Cyclosporine induces myocardial connective tissue growth factor in spontaneously hypertensive rats on high-sodium diet

Background. The introduction of cyclosporine (CsA) has led to an improvement in the prognosis of solid organ transplantation. However, drug-induced hypertension and nephrotoxicity, associated with the development of atherosclerosis and coronary heart disease, still worsen the long-term outcome of CsA-treated patients.
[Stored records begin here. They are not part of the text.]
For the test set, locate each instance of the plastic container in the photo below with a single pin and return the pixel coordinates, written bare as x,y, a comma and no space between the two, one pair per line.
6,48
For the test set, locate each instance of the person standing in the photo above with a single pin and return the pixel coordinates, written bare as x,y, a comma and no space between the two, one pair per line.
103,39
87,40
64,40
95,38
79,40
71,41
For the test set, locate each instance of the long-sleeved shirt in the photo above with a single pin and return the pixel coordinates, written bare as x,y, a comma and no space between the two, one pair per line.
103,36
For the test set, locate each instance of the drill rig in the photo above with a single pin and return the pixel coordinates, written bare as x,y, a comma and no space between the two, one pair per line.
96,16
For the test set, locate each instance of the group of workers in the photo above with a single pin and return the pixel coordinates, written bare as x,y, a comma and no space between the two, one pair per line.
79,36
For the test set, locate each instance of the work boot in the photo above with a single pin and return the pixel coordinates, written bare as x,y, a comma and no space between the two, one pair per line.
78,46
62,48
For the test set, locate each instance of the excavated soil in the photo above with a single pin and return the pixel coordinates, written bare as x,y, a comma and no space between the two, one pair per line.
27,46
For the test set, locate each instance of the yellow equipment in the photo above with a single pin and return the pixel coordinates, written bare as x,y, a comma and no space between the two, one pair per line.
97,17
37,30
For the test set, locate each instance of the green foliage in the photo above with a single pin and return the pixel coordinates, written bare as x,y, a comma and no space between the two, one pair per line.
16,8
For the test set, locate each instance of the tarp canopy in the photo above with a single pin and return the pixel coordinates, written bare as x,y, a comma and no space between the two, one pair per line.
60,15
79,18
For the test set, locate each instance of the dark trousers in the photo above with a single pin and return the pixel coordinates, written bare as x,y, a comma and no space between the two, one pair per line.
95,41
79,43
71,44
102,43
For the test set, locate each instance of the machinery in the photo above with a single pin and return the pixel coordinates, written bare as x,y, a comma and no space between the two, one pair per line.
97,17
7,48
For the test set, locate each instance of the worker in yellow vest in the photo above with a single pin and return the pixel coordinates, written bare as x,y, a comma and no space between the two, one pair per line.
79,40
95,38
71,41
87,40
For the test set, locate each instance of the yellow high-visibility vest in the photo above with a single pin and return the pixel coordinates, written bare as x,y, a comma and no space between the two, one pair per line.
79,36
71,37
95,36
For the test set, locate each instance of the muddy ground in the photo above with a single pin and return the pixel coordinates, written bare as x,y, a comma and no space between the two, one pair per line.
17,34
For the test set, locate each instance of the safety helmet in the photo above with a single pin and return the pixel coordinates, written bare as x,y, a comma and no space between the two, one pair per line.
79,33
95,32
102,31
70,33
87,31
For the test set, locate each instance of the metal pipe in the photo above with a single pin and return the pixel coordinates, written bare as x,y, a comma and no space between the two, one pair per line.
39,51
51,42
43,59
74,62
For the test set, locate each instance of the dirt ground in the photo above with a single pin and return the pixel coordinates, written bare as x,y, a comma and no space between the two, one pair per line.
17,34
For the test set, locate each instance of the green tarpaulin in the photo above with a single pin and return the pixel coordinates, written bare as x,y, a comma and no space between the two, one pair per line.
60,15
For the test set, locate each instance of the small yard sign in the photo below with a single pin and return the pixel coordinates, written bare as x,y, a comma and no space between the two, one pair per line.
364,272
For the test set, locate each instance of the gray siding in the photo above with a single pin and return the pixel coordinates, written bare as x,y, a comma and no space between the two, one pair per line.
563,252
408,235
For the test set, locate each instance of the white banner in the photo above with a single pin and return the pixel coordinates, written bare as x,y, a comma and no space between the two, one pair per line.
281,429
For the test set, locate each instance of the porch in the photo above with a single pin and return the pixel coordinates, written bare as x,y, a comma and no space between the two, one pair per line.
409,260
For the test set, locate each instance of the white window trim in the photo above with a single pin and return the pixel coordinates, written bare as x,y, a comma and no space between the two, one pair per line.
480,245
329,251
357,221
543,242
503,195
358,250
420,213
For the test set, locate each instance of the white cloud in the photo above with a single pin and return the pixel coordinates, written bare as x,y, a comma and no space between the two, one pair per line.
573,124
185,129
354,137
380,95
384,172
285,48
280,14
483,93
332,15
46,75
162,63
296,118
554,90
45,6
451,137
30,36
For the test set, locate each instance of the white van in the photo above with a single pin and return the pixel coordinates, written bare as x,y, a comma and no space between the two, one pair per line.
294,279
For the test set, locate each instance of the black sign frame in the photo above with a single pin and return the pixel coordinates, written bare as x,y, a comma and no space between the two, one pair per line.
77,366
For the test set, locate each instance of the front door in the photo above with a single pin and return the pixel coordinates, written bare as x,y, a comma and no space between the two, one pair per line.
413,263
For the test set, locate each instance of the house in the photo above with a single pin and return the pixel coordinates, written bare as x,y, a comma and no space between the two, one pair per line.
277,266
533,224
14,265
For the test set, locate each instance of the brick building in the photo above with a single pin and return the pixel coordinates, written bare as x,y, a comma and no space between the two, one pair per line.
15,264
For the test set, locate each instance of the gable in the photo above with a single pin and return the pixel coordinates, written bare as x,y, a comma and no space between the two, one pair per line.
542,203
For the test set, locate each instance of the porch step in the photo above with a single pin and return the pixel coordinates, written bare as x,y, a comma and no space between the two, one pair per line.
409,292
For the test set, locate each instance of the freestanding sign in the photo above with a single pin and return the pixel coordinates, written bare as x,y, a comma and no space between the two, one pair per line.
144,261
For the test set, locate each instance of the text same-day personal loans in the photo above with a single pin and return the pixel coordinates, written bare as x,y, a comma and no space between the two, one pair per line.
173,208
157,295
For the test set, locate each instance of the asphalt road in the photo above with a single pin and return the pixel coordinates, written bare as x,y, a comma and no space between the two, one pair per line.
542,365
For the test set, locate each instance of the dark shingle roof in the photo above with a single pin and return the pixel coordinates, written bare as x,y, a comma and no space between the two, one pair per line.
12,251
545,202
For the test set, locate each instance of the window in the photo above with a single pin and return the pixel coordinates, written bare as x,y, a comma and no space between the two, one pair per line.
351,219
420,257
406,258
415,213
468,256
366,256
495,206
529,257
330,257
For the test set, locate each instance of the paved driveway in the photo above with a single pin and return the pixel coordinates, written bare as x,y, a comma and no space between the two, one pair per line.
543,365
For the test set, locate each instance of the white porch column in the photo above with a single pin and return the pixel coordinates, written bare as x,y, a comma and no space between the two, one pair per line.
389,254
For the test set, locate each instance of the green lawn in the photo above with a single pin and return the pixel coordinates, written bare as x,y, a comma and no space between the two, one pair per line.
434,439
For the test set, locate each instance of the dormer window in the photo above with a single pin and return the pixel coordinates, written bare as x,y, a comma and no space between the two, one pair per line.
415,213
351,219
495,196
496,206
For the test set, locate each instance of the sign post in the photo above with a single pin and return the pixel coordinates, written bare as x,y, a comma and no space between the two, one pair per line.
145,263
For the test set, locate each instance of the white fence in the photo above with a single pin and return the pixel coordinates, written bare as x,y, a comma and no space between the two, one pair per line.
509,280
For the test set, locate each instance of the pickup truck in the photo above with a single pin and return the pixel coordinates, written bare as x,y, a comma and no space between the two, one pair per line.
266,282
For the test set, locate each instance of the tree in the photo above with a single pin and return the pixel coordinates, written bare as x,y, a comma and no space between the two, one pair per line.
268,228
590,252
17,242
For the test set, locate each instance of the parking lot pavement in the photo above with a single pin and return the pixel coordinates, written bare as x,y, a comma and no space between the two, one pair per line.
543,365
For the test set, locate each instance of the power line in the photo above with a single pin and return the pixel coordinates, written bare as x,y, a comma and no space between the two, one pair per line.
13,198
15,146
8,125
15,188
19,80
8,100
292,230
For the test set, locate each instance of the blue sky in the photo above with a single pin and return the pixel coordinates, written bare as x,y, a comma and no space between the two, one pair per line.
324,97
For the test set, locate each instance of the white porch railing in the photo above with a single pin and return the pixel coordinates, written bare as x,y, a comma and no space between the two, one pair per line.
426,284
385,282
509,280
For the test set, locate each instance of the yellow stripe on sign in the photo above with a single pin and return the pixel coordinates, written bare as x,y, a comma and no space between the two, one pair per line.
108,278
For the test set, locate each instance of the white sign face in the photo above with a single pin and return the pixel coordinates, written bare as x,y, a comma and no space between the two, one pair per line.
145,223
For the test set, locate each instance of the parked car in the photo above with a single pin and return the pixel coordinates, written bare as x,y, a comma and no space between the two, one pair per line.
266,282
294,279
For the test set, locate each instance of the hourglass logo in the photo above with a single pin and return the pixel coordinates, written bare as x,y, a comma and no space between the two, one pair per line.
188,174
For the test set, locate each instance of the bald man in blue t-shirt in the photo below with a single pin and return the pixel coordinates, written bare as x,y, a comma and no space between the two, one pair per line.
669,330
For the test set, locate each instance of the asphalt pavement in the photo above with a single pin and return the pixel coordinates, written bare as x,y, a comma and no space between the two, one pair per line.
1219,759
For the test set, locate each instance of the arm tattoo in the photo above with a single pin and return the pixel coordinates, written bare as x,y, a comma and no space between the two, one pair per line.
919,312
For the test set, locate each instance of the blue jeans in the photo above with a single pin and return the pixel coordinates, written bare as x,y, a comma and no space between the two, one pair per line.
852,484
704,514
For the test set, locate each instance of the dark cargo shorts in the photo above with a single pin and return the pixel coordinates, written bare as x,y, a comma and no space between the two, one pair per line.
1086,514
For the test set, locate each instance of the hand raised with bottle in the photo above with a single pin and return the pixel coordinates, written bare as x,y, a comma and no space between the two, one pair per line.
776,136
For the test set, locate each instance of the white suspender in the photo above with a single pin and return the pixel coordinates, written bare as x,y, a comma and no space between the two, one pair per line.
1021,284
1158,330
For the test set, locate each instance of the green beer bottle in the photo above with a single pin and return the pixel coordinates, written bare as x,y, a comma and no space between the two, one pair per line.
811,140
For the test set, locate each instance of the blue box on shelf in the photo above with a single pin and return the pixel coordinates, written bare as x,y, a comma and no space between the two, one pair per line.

Whether the CsA-induced myocardial changes are associated with the induction of connective tissue growth factor (CTGF), a recently found polypeptide implicated in extracellular matrix synthesis, is not known. Methods, Spontaneously hypertensive rats (8-9 weeks old) were treated with CsA (5 mg.kg(-1).d(-1) subcutaneously) for 6 weeks. The influence of angiotensin-converting enzyme inhibition (enalapril 30 mg.kg(-1).d(-1) orally) and angiotensin-1 receptor blockade (valsartan 3 and 30 mg.kg(-1).d(-1) orally) on CsA toxicity was also investigated. Myocardial morphology was examined, and vascular lesions were scored. Localization and the quantitative expression of CTGF, as well as collagen I and collagen III, mRNA were evaluated by in situ hybridization and Northern blot. Results. CsA-induced hypertension and nephrotoxicity were associated with myocardial infarcts and vasculopathy of the coronary arteries. CsA increased myocardial CTGF, collagen I, and collagen III mRNA expressions by 91%, 198%, and 151%, respectively. CTGF mRNA expression colocalized with the myocardial lesions. Blockade of the renin-angiotensin system prevented vascular damage and the CsA-induced CTGF, collagen I, and collagen III mRNA overexpressions in the heart. Conclusions. CsA increases CTGF, collagen I, and collagen III mRNA expressions in the heart. The induction of CTGF gene is mediated, at least in part, by angiotensin II.